How genes work together to shape how much you smoke
Take a puff of nicotine for the first time, and your DNA plays an important role, alongside social and environmental factors, in shaping what happens next.
In recent years, scientists have identified thousands of genetic variants believed to influence everything from when people first try smoking to how good that first cigarette feels to how often they light up and how hard it is to quit. Some variants influence how quickly we metabolize nicotine, while others underlie how sensitive we are to it. But little is known about how they interact with each other and with other genetic differences.
A new on these interactions and provides new insight on the most well-known smoking-related variant to date—commonly nicknamed “Mr. Big”.
“We know that smoking is highly heritable, with genetic differences accounting for 40% to 75% of the differences in people’s smoking behaviors,” said Pamela Romero Villela, a doctoral student in the Department of Psychology and Neuroscience and first author of the study in the April issue of the journal Drug and Alcohol Dependence. “The more we can understand what those genes do and how they interact, the better equipped we will be to develop personalized approaches to helping people quit.”
Looking beyond ‘Mr. Big’
Growing up in Honduras, a major port for drug trafficking to the United States, Romero Villela spent years as a teenager volunteering to help young people who had gotten involved with drug-smuggling gangs and ended up hooked on drugs themselves.

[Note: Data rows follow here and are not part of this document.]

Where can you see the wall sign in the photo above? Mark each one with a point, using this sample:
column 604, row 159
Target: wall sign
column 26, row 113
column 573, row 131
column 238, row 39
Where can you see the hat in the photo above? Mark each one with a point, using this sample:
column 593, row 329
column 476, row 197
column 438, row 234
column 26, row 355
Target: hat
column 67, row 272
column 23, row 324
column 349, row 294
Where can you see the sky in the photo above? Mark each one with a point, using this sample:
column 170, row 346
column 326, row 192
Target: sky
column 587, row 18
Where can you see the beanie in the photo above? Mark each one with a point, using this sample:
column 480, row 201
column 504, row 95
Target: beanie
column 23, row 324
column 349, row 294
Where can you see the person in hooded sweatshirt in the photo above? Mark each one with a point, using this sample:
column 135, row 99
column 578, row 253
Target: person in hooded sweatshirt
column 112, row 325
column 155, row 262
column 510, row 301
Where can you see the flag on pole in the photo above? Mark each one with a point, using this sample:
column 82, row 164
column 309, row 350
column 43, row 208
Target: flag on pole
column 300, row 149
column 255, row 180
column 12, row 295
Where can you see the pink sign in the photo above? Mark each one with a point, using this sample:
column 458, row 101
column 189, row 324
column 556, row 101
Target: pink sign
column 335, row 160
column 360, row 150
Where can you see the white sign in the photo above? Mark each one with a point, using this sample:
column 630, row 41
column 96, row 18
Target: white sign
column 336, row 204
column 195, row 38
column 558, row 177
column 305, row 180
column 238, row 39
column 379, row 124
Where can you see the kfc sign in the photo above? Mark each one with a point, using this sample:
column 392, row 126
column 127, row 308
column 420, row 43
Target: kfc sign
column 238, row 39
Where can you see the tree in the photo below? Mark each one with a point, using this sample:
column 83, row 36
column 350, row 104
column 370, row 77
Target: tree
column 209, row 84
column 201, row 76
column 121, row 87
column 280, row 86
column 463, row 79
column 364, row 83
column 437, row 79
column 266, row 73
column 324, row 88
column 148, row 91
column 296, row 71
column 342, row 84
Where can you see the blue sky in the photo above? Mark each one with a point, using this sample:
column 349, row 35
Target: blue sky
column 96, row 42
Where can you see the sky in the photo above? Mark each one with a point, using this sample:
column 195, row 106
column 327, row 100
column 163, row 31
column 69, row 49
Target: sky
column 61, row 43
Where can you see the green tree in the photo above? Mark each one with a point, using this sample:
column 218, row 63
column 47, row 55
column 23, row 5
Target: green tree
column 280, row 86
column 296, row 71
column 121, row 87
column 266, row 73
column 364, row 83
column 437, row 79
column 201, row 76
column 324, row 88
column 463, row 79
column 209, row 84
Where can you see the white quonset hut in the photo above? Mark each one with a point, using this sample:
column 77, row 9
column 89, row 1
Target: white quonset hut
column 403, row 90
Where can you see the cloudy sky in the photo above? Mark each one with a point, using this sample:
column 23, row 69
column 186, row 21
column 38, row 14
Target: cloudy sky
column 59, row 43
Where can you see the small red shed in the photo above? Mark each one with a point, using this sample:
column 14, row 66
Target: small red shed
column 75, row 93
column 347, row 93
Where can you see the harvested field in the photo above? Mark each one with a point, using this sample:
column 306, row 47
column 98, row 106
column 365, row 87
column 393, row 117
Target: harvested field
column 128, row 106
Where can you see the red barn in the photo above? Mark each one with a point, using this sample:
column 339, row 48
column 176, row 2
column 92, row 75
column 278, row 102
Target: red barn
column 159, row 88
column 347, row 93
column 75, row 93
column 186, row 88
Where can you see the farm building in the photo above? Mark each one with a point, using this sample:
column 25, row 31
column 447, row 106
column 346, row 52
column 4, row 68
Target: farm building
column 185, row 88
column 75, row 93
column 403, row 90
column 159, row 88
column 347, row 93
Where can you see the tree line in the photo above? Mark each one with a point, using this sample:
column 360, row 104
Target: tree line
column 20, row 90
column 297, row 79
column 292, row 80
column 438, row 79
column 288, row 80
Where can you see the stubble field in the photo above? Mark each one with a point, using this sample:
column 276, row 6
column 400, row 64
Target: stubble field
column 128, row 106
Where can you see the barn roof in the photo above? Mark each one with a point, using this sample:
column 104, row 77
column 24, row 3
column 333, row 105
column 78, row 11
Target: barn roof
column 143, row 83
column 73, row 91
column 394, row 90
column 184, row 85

Seeking to understand what drove people to use and abuse substances in the first place, she made her way to CU’s Institute for Behavioral Genetics.

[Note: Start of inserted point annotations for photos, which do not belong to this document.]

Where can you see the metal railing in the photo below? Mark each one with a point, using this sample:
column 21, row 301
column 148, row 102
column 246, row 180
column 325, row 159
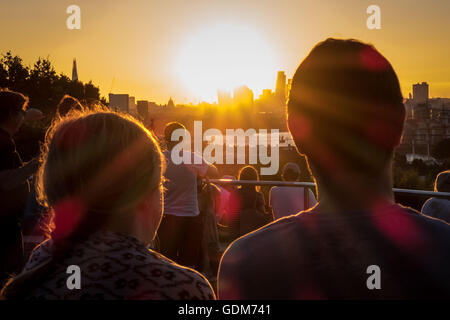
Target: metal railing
column 425, row 193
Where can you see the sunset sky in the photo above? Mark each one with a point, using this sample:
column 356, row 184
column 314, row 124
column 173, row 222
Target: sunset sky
column 188, row 49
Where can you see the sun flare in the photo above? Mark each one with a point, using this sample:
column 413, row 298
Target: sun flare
column 222, row 57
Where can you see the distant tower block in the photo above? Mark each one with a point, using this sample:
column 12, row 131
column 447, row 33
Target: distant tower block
column 74, row 71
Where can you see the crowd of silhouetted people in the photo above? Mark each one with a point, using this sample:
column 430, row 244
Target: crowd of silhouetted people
column 106, row 196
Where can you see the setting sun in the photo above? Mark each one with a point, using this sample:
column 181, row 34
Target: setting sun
column 224, row 56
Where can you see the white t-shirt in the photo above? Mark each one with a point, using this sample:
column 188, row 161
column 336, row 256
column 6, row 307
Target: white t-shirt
column 286, row 201
column 180, row 196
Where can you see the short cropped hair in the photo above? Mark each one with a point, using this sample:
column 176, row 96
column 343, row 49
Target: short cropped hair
column 170, row 128
column 346, row 107
column 11, row 103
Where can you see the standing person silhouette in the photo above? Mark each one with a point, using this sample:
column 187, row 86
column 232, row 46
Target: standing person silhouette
column 101, row 178
column 180, row 234
column 346, row 114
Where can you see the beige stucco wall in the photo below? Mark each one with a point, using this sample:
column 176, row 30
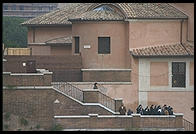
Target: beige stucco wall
column 180, row 101
column 159, row 73
column 40, row 50
column 192, row 73
column 156, row 32
column 89, row 33
column 127, row 91
column 188, row 9
column 61, row 50
column 43, row 34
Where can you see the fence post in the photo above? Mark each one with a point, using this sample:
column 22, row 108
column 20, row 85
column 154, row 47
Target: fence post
column 179, row 120
column 118, row 103
column 136, row 120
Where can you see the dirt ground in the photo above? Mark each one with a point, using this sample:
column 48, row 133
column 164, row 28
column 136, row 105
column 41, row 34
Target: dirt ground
column 13, row 122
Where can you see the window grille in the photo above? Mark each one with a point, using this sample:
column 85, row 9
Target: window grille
column 77, row 40
column 103, row 45
column 178, row 74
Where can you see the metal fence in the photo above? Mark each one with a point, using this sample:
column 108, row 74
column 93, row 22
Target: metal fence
column 188, row 126
column 69, row 90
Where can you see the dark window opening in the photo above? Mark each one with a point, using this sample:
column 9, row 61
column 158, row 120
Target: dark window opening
column 77, row 40
column 178, row 74
column 5, row 7
column 21, row 7
column 14, row 7
column 103, row 45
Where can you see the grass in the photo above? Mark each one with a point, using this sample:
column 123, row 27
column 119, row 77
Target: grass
column 57, row 127
column 6, row 126
column 7, row 116
column 23, row 121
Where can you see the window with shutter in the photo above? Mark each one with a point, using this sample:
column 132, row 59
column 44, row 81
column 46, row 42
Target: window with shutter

A lot of people still smoke, and it is one of the hardest drugs to quit.”
–Pamela Romero Villela, Institute for Behavioral Genetics
She soon decided she could have the most impact by studying nicotine, which is used by 22% of adults worldwide and linked to one in five deaths in the United States.
“A lot of people still smoke, and it is one of the hardest drugs to quit,” she said.
For the study, Romero Villela collaborated with Integrative Physiology Professor Marissa Ehringer, who has studied substance use disorders for more than 20 years.
They zeroed in on the single nucleotide polymorphism (SNP), or genetic variant, rs16969968, known as “Mr. Big” because it has been the mostly widely replicated genetic variant associated with smoking behaviors.
Mr. Big is located in a gene called CHRNA5 (nicotinic acetylcholine receptor 5) and influences how well nicotine binds to receptors in the brain. People with a certain version of Mr. Big, known as the AA version, are less sensitive to nicotine and have been shown to smoke more.
“It kind of numbs your response so in order for you to feel the same effect as someone who smoked one cigarette you might have to smoke almost one and a half cigarettes,” said Romero Villela.
A personalized approach
As their study reveals, the story does not end there.
When analyzing genetic information from about 165,000 current or former smokers of European, South Asian, and Finnish descent, the team discovered genes and variants in a completely different region of the genome that appear to interact with Mr. Big in a way that influences smoking habits.
Notably, when people had the risk-boosting version of Mr. Big but also had a genetic variant called rs73586411, they smoked significantly less than expected.
“We basically found another variant that ameliorates the effect of Mr. Big,” said Romero Villela.
More research is needed to understand just what the genes highlighted in the study do. (Interestingly, one called TMEM230 has previously been associated with Parkinson’s disease. Nicotine is known to blunt some symptoms of the disease.)
The study authors imagine a day when people could be given a “polygenic risk score” that would consider their gene variants and interactions to provide personalized recommendations for quitting. For instance, preliminary studies have already suggested that people with high-risk genotypes in the CHRNA5 region may benefit more from medications targeting nicotinic receptors.
Eventually, if researchers could determine what a variant does to dull the craving to smoke, they might be able to develop medications that mimic that action.
Bigger picture, the authors hope the study inspires more research looking not just at individual genes but also how genetic variants work together.
“Genes don’t operate in a vacuum,” said Ehringer. “If our ultimate goal is more personalized medicine, we have to understand these interactions better.”